The intrusion of Western colonialism is most vividly reflected in the piece Corpo Fechado, where we see a hooded Damian (played by Motta’s lover John Arthur Peetz) and a Portuguese conquistador (played by Vicente Wallenstein) playing chess. The style of Damian’s robe and his competitor’s agitated expression recall Ingmar Bergman’s 1957 film The Seventh Seal, in which an exhausted knight sits for a chess battle with Death. Unlike the dreariness of the Swedish shore in Bergman’s film, the backdrop here is an earth-toned map of the Americas accompanied by a Medieval tune. Another text Pereira cites in the film is Walter Benjamin’s essay On the Concept of History (1940), which the German philosopher wrote while fleeing Nazi occupation of France. In his questioning of history as a means for progress, Benjamin famously refers to an angel, Paul Klee’s 1920 mono-print Angelus Novus, a figure fixated at the past behind him with his eyes unable to resist the wind blowing from Paradise—or the future. Walter Benjamin saw the angel as the embodiment of Modernism’s in-between state torn by tradition and progress, similar to Motta’s thesis on the impacts of local history and colonialism over self-governance. “It’s known that the sodomites were forbidden to look into the future for in it every second is a narrow gate through which God could enter,” explains Pereira, as we see his head suffocated by Damian’s hood.

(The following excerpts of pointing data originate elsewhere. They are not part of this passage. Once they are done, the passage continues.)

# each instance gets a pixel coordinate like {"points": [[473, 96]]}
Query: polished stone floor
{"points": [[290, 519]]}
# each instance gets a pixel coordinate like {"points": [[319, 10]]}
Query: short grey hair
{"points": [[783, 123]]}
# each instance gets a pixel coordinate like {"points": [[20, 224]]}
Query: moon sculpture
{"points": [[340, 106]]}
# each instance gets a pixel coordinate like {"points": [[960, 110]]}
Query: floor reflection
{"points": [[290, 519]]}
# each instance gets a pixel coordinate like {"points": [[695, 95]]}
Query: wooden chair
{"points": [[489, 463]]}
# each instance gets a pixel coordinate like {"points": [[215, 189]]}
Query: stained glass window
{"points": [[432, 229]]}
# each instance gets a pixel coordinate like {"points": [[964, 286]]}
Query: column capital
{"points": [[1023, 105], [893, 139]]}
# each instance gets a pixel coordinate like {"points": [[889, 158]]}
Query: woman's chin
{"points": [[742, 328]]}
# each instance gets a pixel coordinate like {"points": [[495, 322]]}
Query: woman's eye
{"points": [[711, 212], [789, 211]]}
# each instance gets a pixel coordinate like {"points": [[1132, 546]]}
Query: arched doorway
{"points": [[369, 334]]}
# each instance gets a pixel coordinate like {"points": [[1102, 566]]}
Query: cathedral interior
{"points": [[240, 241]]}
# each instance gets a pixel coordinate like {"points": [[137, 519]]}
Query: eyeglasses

In the exhibition’s back room we witness Pereira’s story of enslavement, pain, and marginalization transform into an S&M scene. Rendered with a selection of mixed-media works Motta exhibits not only in response to the history of colonialism but of contemporary art itself. For Self-Portrait with Whip (After Robert Mapplethorpe’s Self-Portrait with Whip, 1978) (2019), Motta darkened the inkjet print, which shows him reenacting Mapplethorpe’s infamous portrait with a whip emanating from his buttock a lá Lucifer, almost to invisibility—the viewer has to move around the work and catch the right angle of light to comprehend the image. Here the whip is also placed next to the image, reminding us of Scarry’s comment on pain and its relationship to the tool of Pereira’s pain and pleasure.

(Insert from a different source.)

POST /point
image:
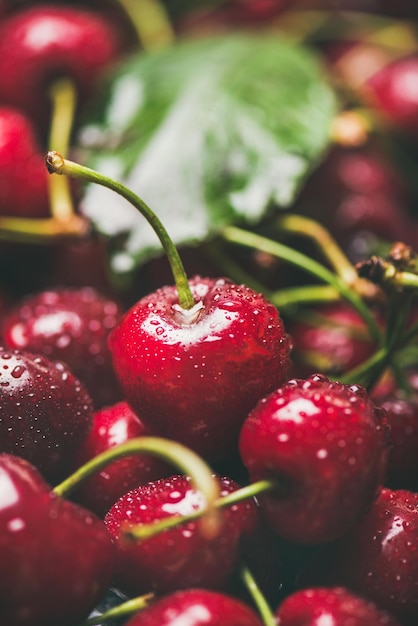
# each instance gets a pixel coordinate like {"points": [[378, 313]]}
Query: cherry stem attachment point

“Where does Angelus Novus look now?” Motta asks of the sodomites, a question relevant in the exhibition’s other video, We The Enemy (2017), which shows the Greek artist Despina Zacharopoulou reading from the manifesto of the artist collective SPIT! (Sodomites, Perverts,Inverts Together!) that Motta is a part of. “We the sodomites, the perverts, the inverts, the faggots, the deviants, the queers, the keepers of spoiled identity,” We are all there in the gallery, subjects of Zacharopoulou’s vehement list, claiming a space in schools, hospitals, courts, bathrooms, galleries, clubs—whether welcome or not. The artist’s concluding words are both a punch in the gut and a fist in the air: “The promiscuous, the popper sniffing fist fuckers, the bottoms and the tops” who “[…] are and will always be the enemy.”